Je me dirige vers Valparaiso, la ville toute voisine de Vina, située dans une grande baie pittoresque. Là le charme de cette vieille ville toute en collines opère de suite. Elle est en pleine régression économique, délaissée par les touristes pour la riche voisine Vina del Mar, et par les Administrations et les politiques pour Santiago. Le déclin de la ville a débuté en fait dès 1914 avec l'ouverture du canal de Panama, qui a rendu le passage du cap Horn obsolète et la fréquentation des ports du Pacifique sud moins attractive. Valparaiso vit cependant toujours au rythme de son port, qui a colonisé tout le bord de mer. Ce n'est que déchargement de transcontainers, ponts roulants, dockers et empilage sans fin d'énormes containers. C'est l'effervescence permanente. Les 45 cerros (collines) de la ville représentent un véritable labyrinthe, ce sont des ruelles enchevêtrées (ça fait du bien, ça change des habituels "cuadras"; la plupart des villes chiliennes sont construites en avenues perpendiculaires), des places tranquilles, des façades colorées, des murs peints de fresques, des ascenseurs centenaires qui partent vaillamment à l'assaut des collines, des petits bistrots et restos à la déco un peu décatie. Il y a des chats paresseux qui se prélassent un peu partout. Tout me plaît dans cette ville, l'ambiance est populaire, bohème et chaleureuse et il y a mille petits coins et quartiers à découvrir. Il faut avoir un peu de temps, de bonnes jambes, et aimer aller le nez au vent, au fil des escaliers, passages et ruelles pentues, et des vieux funiculaires bringuebalants. Je loge chez Gilles, "A la Bicyclette", chambre d'hôtes renseignée par "Le Routard", sur le Cerro Alegre. C'est une vieille et haute maison jaune. Les voyageurs sont jeunes, sac à dos, comme moi ... Language international le matin autour de la grande table du petit déjeuner, sous l'avocatier de la terrasse. J'ai l'impression de me retrouver adolescente, à la découverte du monde... Voyager seule n'est pas compliqué au Chili, le pays est plutôt sûr et les Chiliens sont très aimables. Le plus difficile pour moi est de rentrer seule dans un restaurant, mais je m'y fais vite. Au bout de trois jours à arpenter les ruelles de Valparaiso, à visiter les places, les églises, "La Sebastiana", maison de Pablo Neruda (poète et diplomate chilien, Prix Nobel de littérature), je reprends un bus encore plus vers le nord, pour La Serena.
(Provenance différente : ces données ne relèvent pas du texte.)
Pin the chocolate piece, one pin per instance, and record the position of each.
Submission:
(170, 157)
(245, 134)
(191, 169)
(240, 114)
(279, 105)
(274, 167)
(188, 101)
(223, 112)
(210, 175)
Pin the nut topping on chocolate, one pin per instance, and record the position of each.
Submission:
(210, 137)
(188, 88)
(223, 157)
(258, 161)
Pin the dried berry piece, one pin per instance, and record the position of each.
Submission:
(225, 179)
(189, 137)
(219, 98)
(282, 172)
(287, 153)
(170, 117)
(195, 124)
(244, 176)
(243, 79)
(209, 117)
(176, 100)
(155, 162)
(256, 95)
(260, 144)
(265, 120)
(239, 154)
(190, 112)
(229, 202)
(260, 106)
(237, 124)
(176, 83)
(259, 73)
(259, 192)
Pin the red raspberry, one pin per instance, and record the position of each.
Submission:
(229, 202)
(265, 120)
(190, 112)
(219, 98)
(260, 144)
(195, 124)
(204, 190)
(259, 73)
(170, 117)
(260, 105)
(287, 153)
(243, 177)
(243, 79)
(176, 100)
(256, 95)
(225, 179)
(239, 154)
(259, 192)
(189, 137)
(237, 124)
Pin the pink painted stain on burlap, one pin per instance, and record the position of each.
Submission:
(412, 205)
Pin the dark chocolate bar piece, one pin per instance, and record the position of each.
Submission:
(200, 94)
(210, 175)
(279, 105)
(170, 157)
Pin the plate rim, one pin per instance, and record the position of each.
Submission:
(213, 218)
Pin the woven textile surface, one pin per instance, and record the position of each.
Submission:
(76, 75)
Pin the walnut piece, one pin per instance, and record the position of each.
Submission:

La Serena est à 7 heures de bus au nord de Valparaiso. C'est une petite ville balnéaire tranquille (faut dire qu'on est hors saison) à l'architecture coloniale espagnole assez plaisante. Elle est très fréquentée en été par les touristes argentins qui se font dorer la pilule sur l'Avenida del Mar, longue de plusieurs km... Je n'y reste qu'un jour, la petite ville ressemble à Vina del Mar.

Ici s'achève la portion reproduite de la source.